Which sounds nice, sounds great.
But the thing is fear, that dread and pain to know the future, to escape loss, to avoid relationship woes, doesn’t simply step aside in silence when God's around, waiting for its turn with the talking stick. They don’t coexist in the same room bidding for my attention.
Just the scent of God as He walks through the front gate forces fear to scramble off the couch and toss its coffee cup in the kitchen sink in a wild panic before slithering under the back door.
The authority of God is so clear, so complete.
There’s no question whose home.
But what I was trying to do was hold both, listen to both, house both.

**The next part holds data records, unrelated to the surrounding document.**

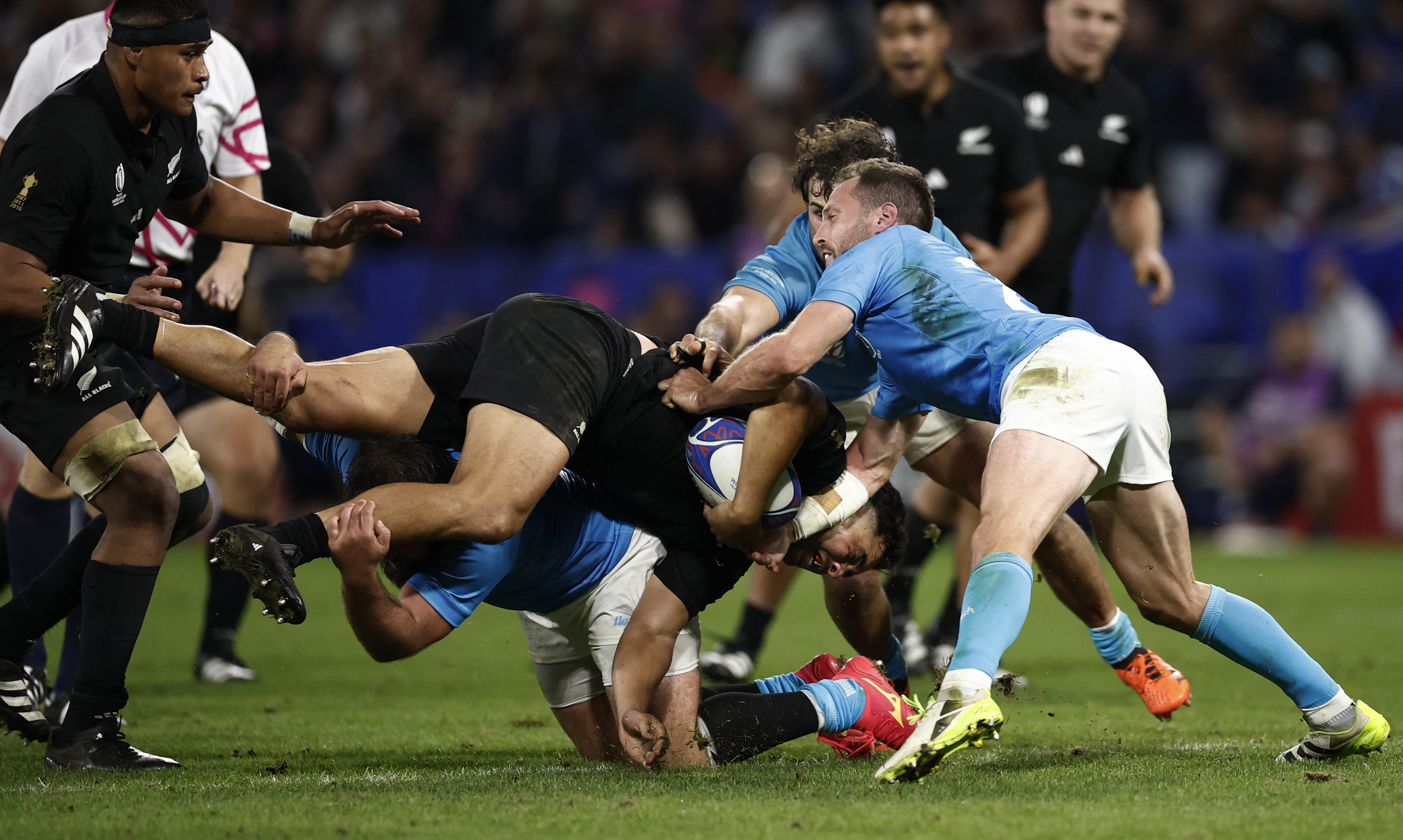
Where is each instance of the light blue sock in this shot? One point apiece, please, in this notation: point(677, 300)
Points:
point(995, 608)
point(842, 703)
point(894, 662)
point(1117, 640)
point(1251, 637)
point(781, 683)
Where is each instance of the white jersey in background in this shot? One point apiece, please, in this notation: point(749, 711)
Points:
point(231, 122)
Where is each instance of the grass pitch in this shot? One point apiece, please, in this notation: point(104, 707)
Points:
point(458, 742)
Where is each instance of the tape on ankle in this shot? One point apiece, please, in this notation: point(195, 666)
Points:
point(97, 462)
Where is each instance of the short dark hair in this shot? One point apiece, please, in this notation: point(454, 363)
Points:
point(940, 6)
point(155, 13)
point(402, 459)
point(891, 525)
point(882, 181)
point(827, 148)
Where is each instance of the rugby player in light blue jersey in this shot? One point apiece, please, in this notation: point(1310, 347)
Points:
point(765, 298)
point(1079, 415)
point(576, 573)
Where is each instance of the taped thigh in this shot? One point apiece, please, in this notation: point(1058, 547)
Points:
point(97, 462)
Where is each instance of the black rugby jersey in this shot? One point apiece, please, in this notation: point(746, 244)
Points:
point(1089, 137)
point(79, 183)
point(973, 148)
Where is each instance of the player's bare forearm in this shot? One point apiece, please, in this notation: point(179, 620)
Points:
point(873, 455)
point(23, 281)
point(1026, 229)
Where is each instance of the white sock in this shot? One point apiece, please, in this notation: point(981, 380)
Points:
point(964, 683)
point(1322, 717)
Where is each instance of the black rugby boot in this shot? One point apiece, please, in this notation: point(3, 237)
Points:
point(104, 748)
point(268, 567)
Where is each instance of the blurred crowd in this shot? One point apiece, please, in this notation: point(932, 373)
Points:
point(670, 124)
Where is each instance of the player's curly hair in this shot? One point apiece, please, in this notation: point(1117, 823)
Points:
point(828, 148)
point(891, 525)
point(398, 461)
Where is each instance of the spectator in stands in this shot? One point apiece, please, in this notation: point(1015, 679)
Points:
point(1289, 445)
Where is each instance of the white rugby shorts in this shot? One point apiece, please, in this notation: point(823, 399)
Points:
point(1099, 396)
point(573, 649)
point(935, 433)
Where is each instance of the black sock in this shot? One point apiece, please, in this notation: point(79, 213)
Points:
point(945, 630)
point(307, 533)
point(51, 597)
point(741, 688)
point(130, 329)
point(228, 598)
point(745, 726)
point(750, 636)
point(36, 533)
point(114, 606)
point(901, 581)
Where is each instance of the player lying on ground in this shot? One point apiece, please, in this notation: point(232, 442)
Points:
point(576, 574)
point(1078, 415)
point(774, 288)
point(593, 385)
point(85, 173)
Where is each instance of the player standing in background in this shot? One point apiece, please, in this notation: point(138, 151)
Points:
point(1091, 125)
point(983, 169)
point(235, 148)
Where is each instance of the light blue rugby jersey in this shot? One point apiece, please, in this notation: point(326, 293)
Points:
point(943, 330)
point(788, 274)
point(569, 545)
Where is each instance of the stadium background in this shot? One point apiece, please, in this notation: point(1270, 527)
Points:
point(633, 152)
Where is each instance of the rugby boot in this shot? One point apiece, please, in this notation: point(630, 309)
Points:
point(1366, 735)
point(72, 319)
point(727, 664)
point(104, 748)
point(1161, 685)
point(887, 716)
point(17, 711)
point(268, 567)
point(946, 727)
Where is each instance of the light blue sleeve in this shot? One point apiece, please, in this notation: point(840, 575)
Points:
point(891, 402)
point(332, 451)
point(462, 577)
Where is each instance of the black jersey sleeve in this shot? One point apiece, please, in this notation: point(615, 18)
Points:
point(47, 183)
point(194, 174)
point(1133, 170)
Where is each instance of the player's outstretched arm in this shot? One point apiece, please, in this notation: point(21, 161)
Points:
point(766, 368)
point(388, 629)
point(227, 214)
point(642, 659)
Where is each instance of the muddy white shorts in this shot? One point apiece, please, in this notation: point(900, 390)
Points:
point(573, 649)
point(935, 433)
point(1099, 396)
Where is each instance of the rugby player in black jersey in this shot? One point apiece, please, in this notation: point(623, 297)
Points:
point(83, 174)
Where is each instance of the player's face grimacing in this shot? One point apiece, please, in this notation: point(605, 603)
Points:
point(845, 223)
point(844, 550)
point(911, 45)
point(170, 78)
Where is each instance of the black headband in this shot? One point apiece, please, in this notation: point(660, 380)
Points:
point(189, 31)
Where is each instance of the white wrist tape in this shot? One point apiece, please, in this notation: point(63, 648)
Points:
point(299, 229)
point(834, 505)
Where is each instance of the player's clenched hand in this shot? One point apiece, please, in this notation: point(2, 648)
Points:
point(357, 219)
point(357, 539)
point(146, 294)
point(715, 359)
point(729, 528)
point(643, 737)
point(684, 390)
point(274, 371)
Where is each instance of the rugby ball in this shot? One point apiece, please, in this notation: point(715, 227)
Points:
point(715, 462)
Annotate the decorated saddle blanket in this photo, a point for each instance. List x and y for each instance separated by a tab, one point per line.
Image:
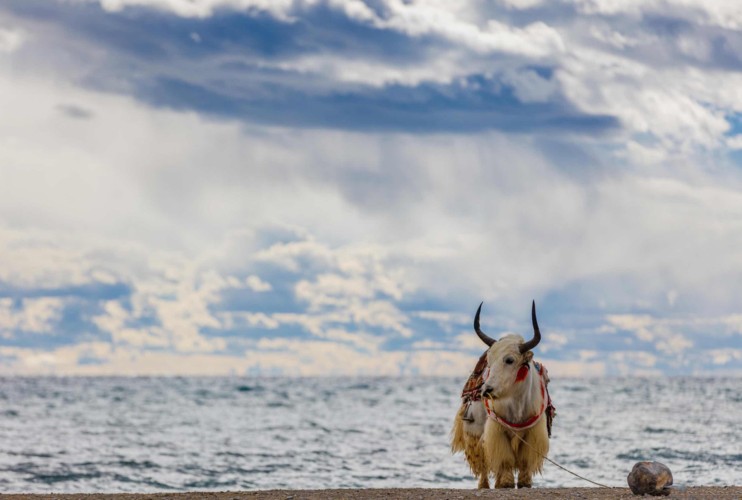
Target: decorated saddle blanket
473	388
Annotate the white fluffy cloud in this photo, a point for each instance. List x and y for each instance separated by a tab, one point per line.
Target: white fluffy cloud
242	248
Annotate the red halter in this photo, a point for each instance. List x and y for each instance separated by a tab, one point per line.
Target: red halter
530	421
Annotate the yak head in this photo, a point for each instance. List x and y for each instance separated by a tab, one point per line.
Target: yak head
508	359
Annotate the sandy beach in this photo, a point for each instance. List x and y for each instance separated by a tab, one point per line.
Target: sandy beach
699	492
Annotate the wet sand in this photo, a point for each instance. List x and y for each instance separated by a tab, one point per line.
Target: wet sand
699	492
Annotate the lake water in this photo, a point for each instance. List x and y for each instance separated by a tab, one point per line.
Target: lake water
171	434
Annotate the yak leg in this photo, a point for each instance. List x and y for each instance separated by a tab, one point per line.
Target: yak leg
466	437
530	457
499	454
475	457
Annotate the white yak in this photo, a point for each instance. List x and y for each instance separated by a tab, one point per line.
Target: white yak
506	397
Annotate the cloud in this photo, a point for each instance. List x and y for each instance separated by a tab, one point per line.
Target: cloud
244	187
10	39
37	315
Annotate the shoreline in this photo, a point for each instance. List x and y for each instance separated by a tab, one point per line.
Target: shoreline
691	492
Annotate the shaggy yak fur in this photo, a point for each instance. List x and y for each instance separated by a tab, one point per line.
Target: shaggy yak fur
513	385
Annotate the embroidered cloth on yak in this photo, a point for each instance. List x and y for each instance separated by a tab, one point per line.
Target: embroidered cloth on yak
473	386
473	392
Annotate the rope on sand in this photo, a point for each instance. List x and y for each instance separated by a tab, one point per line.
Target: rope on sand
562	467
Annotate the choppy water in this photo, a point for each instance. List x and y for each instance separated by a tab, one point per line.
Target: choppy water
164	434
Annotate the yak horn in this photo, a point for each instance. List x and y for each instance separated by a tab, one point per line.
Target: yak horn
486	339
527	346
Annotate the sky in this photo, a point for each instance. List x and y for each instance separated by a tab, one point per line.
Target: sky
331	187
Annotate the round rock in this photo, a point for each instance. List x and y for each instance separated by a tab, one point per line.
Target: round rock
650	478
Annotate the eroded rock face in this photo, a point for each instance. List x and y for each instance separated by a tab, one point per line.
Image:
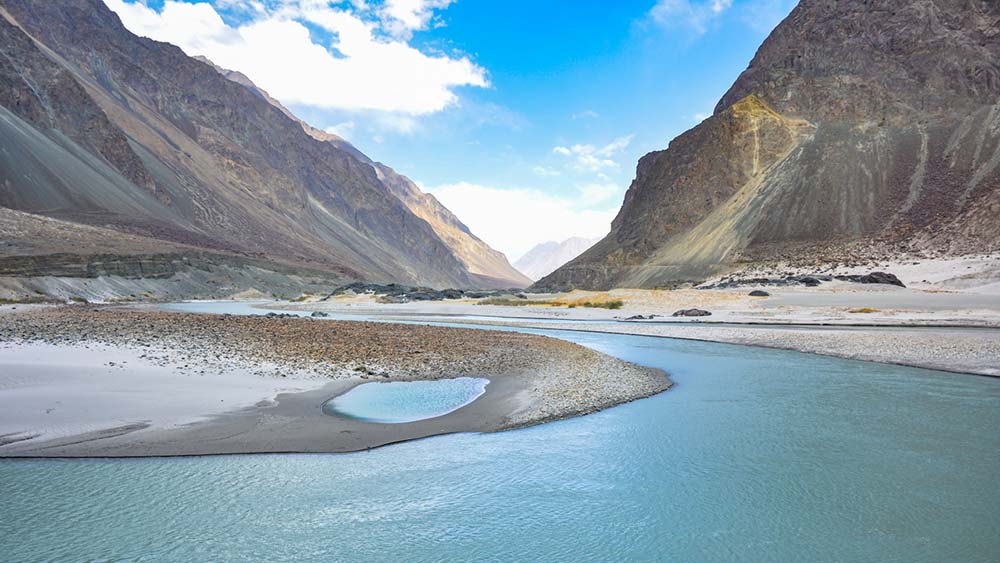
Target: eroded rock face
100	127
858	124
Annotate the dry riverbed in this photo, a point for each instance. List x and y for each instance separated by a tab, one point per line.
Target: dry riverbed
260	382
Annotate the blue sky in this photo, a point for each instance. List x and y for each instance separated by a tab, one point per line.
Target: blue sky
526	118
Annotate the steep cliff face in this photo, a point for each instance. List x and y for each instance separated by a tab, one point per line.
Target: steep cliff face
487	267
546	258
858	126
101	127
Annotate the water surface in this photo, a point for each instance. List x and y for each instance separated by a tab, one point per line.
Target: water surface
398	402
754	455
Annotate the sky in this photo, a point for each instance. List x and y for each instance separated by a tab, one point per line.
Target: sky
526	118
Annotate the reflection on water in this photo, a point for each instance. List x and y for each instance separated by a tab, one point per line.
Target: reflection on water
406	401
754	455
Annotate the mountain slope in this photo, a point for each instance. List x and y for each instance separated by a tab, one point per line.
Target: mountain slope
104	128
546	257
488	267
859	129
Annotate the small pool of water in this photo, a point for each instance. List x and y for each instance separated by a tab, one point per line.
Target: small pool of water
398	402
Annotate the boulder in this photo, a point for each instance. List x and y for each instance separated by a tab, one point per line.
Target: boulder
882	277
692	313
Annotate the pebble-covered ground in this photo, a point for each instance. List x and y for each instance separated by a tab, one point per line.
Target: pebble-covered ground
972	350
564	379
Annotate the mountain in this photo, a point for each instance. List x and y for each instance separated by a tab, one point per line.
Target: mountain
487	267
104	129
546	257
860	129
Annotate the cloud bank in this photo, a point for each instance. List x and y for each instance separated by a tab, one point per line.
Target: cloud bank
514	220
366	65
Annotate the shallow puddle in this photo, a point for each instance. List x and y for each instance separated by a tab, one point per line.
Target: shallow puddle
398	402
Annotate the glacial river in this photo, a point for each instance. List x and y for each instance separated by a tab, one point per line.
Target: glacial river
754	455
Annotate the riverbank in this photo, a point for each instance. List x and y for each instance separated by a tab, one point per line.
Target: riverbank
951	322
128	377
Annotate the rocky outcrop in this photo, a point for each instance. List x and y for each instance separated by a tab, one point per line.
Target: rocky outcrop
858	125
546	257
103	128
486	266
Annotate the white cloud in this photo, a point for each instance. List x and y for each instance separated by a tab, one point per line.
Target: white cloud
397	123
515	220
402	17
545	171
592	158
361	69
694	15
344	129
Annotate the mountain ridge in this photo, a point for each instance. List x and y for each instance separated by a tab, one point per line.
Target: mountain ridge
546	257
859	130
104	128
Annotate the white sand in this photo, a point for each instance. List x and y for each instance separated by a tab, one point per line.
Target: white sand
57	391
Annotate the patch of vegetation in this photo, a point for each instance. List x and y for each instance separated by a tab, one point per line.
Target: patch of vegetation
613	304
863	310
508	302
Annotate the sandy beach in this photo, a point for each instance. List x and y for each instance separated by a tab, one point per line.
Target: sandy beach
946	318
83	381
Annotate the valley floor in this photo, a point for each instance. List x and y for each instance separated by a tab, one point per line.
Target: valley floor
83	380
947	318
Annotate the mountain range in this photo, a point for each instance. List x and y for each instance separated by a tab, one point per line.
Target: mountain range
860	130
546	257
147	154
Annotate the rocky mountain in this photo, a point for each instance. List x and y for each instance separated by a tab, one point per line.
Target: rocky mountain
546	257
860	129
101	128
487	267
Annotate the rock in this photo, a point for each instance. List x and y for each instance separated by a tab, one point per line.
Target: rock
452	293
882	277
874	277
691	313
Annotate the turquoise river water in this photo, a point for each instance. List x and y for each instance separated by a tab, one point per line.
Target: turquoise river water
754	455
398	402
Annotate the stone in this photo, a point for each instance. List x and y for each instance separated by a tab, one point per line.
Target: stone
692	313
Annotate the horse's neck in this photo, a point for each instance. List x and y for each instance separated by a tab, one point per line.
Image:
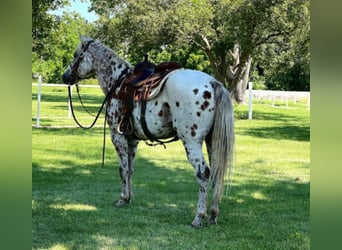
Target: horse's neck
109	67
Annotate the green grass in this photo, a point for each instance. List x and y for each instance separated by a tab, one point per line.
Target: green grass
268	206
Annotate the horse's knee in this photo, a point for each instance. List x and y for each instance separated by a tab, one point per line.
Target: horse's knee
203	175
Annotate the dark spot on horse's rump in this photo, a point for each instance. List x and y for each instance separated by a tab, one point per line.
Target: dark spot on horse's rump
206	95
205	105
166	105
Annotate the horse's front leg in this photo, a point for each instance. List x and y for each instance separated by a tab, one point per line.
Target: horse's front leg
126	152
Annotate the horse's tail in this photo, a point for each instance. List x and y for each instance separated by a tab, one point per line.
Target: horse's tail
223	140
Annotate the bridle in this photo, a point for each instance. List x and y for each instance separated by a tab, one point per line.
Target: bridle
74	68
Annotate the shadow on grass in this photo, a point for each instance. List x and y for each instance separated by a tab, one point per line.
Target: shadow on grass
287	132
73	206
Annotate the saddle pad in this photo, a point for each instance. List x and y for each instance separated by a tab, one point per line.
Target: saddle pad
156	90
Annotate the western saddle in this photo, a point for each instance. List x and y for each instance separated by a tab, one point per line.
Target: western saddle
144	84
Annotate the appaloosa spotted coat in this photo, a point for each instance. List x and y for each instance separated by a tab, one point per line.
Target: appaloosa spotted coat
192	105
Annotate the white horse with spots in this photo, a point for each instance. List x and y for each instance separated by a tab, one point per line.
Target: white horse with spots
192	105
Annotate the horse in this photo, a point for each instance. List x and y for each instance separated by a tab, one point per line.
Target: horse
192	106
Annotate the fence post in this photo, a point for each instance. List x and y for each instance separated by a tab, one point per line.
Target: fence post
250	100
38	100
69	105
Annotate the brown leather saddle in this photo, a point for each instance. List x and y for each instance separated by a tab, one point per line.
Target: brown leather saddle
140	89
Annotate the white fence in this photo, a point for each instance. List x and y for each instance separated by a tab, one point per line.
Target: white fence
284	97
253	96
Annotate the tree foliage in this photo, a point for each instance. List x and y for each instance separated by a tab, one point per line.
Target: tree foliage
54	38
235	40
230	33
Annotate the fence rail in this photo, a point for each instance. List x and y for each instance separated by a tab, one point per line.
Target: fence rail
271	97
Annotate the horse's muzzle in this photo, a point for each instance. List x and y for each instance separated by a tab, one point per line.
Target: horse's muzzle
68	79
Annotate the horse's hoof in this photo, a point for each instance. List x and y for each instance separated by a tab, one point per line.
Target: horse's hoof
212	220
122	203
196	224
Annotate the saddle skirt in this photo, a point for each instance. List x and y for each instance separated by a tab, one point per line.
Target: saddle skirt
150	87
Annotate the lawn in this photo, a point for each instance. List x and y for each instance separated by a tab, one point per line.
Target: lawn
268	206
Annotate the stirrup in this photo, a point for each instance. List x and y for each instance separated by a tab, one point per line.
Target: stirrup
125	126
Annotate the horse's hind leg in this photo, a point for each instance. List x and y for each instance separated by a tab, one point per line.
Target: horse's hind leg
196	158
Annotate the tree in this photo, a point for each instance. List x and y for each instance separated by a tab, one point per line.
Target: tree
54	38
229	32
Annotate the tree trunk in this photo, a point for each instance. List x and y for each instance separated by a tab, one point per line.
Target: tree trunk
240	82
234	77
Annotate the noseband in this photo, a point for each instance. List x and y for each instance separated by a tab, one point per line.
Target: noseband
74	68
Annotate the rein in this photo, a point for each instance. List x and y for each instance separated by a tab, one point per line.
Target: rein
109	94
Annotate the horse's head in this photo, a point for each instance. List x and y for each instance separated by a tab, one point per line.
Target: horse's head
82	65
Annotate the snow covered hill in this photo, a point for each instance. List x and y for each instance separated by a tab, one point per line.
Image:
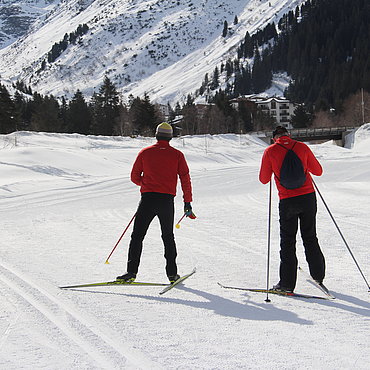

I thought it was just standard to give them both the talking stick and base my direction on this weird cocktail of my life’s anxieties and my Father’s character.
Then I was surprised that I was conflicted, restless, uneasy.
I can’t have both.
I can’t have both an adamant attachment to fear and the complete love of my Father.
Fear can only reign in the portion of my life that I haven’t let experience the whole influence of His love. Fear can only reign in the ratio I want to keep hidden for myself.
So, if I didn’t want the entire expanse of Him, I could settle for where I’m at right now. I could continue to tirelessly wrestle in this dynamic.
But fear has no home where God has declared peace,
where He has declared His presence.
And I am such a home.
A daughter declared over.
A daughter not won with fear, but with perfect love.